A new study by the Economist Intelligence Unit, sponsored by Alteryx, found that the majority of executives wanted their employees to have access to Big Data (and, presumably, the analytical tools that go with it).
The Economist Intelligence Unit surveyed some 241 “global executives” as part of the study. Chief among its findings: some 48 percent of respondents indicated that “someone other than the chief information officer (CIO)” ended up driving their organization’s Big Data processes. The research firm felt that trend would accelerate in coming years “as corporations work to capture more value from their information assets.”
Indeed, some 77 percent of respondents felt that more employees needed access to Big Data. “Our biggest challenge is to get info in the hands of those who can use it to grow the business,” one unnamed executive told the surveyors.
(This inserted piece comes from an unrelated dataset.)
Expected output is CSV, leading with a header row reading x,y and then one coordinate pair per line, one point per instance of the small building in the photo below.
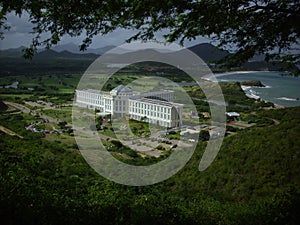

With regard to use scenarios, some 66 percent of respondents viewed Big Data as instrumental in “seizing market opportunities,” while 55 percent saw it as ideal for holding onto customers; around 41 percent believed that Big Data could help them compete more effectively, and 35 percent said it could boost their financial performance.
Despite that widespread interest in Big Data, executives apparently feel “hamstrung” by a lack of “cohesive big data strategy”—a problem cited by other workers and executives in other studies over the past several quarters. “In the Don Draper era, the person who could convince someone of something was in charge,” Alistair Croll, an analyst at emerging-technologies analysis firm Solve for Interesting, told the report-writers. “In a data-driven world, whoever can ask the right questions is the leader.”
Data, Croll added, can “make everything very much a meritocracy.”
And yet some 47 percent of respondents said they had no expectations of investing in Big Data in the next three years, with 37 percent of them citing financial constraints as the barrier to that happening.